Lady Churchill’s Rosebud Wristlet 30 Read online

Page 3


  Or you can just muck about in a world full of beautiful hillbillies or debauched Atlanteans. That’s more your personal speed, anyway.

  Most of the planes open for travel aren’t that different from your world. The atmosphere has to be breathable, at least, and it’s helpful if the inhabitants are roughly human, and mostly your size. Nothing will destroy a plane’s Yelp rating quite like a tourist crushed by forty-foot-tall giants.

  Nobody stays in an alternate world for long. The languages aren’t remotely learnable, and the social structures are often even denser. But it sure beats a week at Grand Cayman!

  You keep the glossy travel brochures in your nightstand. Sometimes you fan them out, a little universe. And only fifteen days of vacation a year, you think wistfully.

  The following autumn the government finally decides to do something about the widespread cultural cross-contamination propounded mostly by visitors from the more religiously-inclined planes. Cops catch saffron-robed adherents of a syncretic faith wheatpasting suras onto the sides of subway cars; a Ming vase with a detailed depiction of the Crucifixion shows up in the Smithsonian. Big deal, you think. Histories are made to be broken.

  You are given the opportunity for a sabbatical, but you can only afford to go to one of those really crappy Central American commune worlds that don’t even have bathrooms, so you postpone it. You think of Paul every morning when you layer foundation over your tattoo.

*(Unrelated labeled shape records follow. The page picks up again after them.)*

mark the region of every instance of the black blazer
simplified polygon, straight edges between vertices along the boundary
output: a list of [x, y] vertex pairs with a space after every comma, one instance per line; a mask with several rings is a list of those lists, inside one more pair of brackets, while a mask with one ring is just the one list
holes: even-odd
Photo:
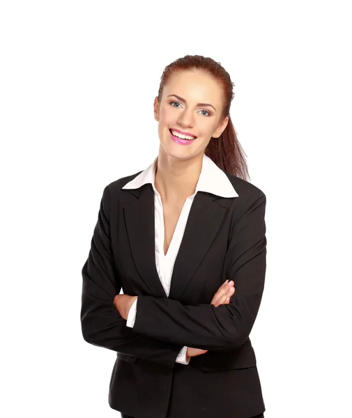
[[[248, 338], [266, 272], [266, 195], [227, 174], [238, 196], [194, 197], [169, 297], [155, 266], [151, 185], [122, 189], [140, 172], [104, 189], [82, 273], [81, 323], [87, 342], [116, 352], [109, 404], [137, 418], [248, 418], [265, 410]], [[212, 298], [234, 281], [230, 303]], [[113, 304], [138, 295], [133, 328]], [[183, 346], [208, 350], [176, 363]]]

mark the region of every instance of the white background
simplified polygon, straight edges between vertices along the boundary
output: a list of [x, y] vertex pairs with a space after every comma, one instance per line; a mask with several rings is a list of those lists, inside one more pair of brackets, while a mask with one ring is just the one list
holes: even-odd
[[349, 3], [1, 2], [1, 417], [118, 417], [81, 270], [104, 187], [157, 155], [160, 77], [188, 54], [229, 72], [267, 196], [266, 418], [352, 416]]

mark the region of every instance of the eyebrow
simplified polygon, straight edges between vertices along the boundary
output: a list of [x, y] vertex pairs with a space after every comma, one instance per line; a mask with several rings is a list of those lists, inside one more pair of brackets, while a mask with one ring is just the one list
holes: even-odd
[[[183, 99], [180, 96], [178, 96], [176, 94], [170, 94], [167, 97], [169, 98], [171, 95], [178, 98], [181, 102], [184, 102], [185, 103], [187, 103], [187, 102], [185, 101], [185, 99]], [[197, 106], [210, 106], [211, 107], [213, 107], [213, 109], [216, 111], [216, 109], [213, 106], [213, 104], [211, 104], [210, 103], [198, 103]]]

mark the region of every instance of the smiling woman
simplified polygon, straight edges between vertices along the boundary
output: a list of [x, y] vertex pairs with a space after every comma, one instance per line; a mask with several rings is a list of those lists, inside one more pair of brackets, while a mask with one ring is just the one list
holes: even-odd
[[266, 197], [248, 181], [232, 89], [211, 58], [171, 63], [154, 100], [158, 155], [103, 191], [81, 322], [86, 341], [116, 352], [109, 403], [123, 418], [263, 417], [249, 336]]

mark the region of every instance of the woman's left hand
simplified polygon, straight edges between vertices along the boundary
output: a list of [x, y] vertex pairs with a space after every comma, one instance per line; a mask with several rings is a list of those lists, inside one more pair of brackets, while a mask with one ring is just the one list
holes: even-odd
[[120, 315], [127, 320], [130, 309], [138, 296], [130, 296], [130, 295], [116, 295], [114, 298], [114, 304], [118, 311]]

  Sydney and Randa take you to the beach instead, and you lose two weeks’ salary in a slot machine. A little peeved, you lounge on the pier in your sheerest camisole, watching the red lighted orbs dart and scatter along the darkened shore.

  They’ve been showing up more frequently now, eliciting a minor amount of concern by the tinfoil hat crowd. On the beach below, teenagers lob beer cans at the orbs, which scuttle away, only to be herded back to a central location. You watch as a baker’s dozen of red lights are forced into congregation, then look back at the teenagers on the sanded ground.

  “Blast-off!” yells a jock in a white cap. A firecracker shoots from a puny metal stand, and you remember, yeah, it’s Independence Day. The orbs flicker wildly and scatter like birds at a shot. One falls, and another teenager rushes to intercept.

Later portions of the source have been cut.